The Specials 2010: Ska-little too late?
By Rob Nieto
I never trusted Mark Bergamini’s taste in music. Sure, he was my best friend growing up and for several years we were inseparable. But I could never wrap my head around the fact that his favorite singer was Elvis Presley.
Back in 1979, “The King” was far past his ass-kicking prime (In all fairness, he had just passed two years earlier). So when Mark tried to sell me on The Specials, a new band he had a just snagged a cassette of, I found it hard to swallow. “What’s so special about them”, I blurted rather dorkily. Sadly, I wouldn’t learn of my fatal error in musical taste for another several years.
By then The Specials (or The Special AKA, depending on how the wind was blowing that day) had already arrived in the U.S. -- care of a nascent TV oddity known as MTV, which delivered unto an unsuspecting audience not only a new band but a whole new sound. Listening to “Message to you Rudy” from the 1979 disc simply titled Specials was a musical Rosetta Stone. I was blown away by the heart-skipping fusion of sneaker-stomping ska puréed with a punk-laden drive that sneered at your senses daring you to listen.
Formed by mates Jerry Dammers, Lynval Golding and Horace Panter in Conventry, England, The Specials featured lead singer Terry Hall, Neville Staple on backing vocals and percussion, “Roddy Radiation” Byers on lead guitar, “Sir” Horace Panter on bass, and John Bradbury on drums. Festooned in pork pie hats, the mod styled suitors successfully delivered their brand of music while tempering it with a sense of social responsibility. A good example of this was “Ghost Town” which soared to # 1 on the U.K. charts. It’s melancholy beat was not only catchy; it drove home the desperation felt by the jobless masses in England at the time.
Sadly after a string of hits - and much fewer misses - the band folded up shop in 1981. If you blinked you caught Staple, Golding and Hall reform in the Ska/Pop band Fun Boy Three. Their remake of the Go-Go’s classic “Our Lips are Sealed” was a fave and was co-written by Go-Go Jane Wiedlen and FB3’s Terry Hall. (Side Note: another “must listen” from the period, "The Lunatics [Have Taken Over the Asylum]".)

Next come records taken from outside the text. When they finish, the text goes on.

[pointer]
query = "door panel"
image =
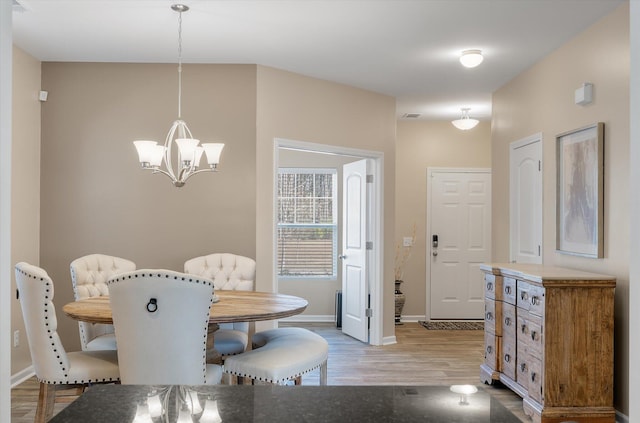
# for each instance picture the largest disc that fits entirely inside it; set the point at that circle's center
(460, 217)
(526, 200)
(355, 292)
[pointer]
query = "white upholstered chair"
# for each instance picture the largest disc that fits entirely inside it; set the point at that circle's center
(89, 276)
(281, 355)
(54, 367)
(230, 272)
(161, 319)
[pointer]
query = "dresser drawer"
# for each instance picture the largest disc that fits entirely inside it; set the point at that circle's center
(490, 286)
(509, 321)
(536, 300)
(535, 381)
(509, 290)
(492, 316)
(535, 336)
(508, 354)
(492, 351)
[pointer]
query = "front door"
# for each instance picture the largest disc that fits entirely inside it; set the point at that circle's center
(355, 290)
(459, 231)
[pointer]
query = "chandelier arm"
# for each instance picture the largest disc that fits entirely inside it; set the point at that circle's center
(190, 174)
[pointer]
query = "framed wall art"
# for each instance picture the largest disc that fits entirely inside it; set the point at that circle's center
(580, 186)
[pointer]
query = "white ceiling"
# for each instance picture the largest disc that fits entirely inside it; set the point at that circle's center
(404, 48)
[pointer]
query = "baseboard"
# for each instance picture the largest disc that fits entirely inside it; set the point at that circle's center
(21, 376)
(389, 340)
(310, 318)
(412, 318)
(621, 418)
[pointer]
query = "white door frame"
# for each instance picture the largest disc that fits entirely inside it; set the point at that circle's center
(427, 315)
(535, 138)
(376, 268)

Speed forward 3 decades. Sadly, I’m older, not as slender nor near as cool.
But The Specials are back! Many of the original members have reformed forging forward with a string of dates, including a key spot at Coachella this month and a stop on Late Night with Jimmy Fallon on tap for mid April (bonus cool points for the SNL alum!) But they’ve done so without the help of songwriter/keyboardist Dammers, who is reportedly in a tiff with his former band mates. Dammers insists he was “kicked out” of the band and will not be a part of the reunion. Meantime the remaining Specials say they hold no grudge against him. “The door is always open” say Dammers’ ex-mates. Let’s hope he decides to walk through.

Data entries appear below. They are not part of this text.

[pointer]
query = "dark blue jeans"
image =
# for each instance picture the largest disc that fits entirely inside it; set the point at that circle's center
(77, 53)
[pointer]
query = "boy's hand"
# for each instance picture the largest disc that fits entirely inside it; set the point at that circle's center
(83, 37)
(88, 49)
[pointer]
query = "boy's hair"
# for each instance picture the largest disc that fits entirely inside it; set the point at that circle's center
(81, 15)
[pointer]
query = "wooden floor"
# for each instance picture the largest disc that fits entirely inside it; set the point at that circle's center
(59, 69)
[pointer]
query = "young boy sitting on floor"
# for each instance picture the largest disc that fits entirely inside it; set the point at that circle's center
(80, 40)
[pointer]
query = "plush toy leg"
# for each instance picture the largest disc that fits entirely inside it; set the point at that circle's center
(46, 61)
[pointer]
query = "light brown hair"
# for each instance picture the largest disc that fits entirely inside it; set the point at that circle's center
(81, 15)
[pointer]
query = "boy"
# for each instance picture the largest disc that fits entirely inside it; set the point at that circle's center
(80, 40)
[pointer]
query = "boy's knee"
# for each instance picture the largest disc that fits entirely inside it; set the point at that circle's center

So what’s changed in the 30 years since they last took stage? A quick check of the way back machine -- 1980: Walkmans & Ray Bans. 2010? = iPods & J. Crew.

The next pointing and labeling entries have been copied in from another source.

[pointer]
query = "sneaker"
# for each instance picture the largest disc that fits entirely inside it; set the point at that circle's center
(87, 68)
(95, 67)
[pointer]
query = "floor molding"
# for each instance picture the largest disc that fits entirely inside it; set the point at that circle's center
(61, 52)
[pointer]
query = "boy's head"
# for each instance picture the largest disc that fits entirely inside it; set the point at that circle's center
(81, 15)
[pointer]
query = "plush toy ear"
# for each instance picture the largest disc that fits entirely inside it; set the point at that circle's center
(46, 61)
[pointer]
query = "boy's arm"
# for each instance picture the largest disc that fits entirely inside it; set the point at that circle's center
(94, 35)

So are the once-irreverent social shakers as relevant today as they were 3 decades ago?” You don’t have to turn the pages of the Wall Street Journal to see that nearly one in ten of us are out of work. While we all shouted they lyrics to “Rat Race” at our TV’s, few of us heeded the warning of what was yet to come in our not-to-distant future. And with thousands of foreclosed homes sitting empty across the U.S., “Ghost Town” has taken on a whole new meaning.
While I won’t make the trip to Coachella, (yeah, you try and convince my wife), I look forward to hearing young voices strain to hit the high notes on the chorus of “Message to You Rudy”.
As for Mark Bergamini, we lost touch after I got out of high school. But I will say this. He was right about The Specials. Long live The King!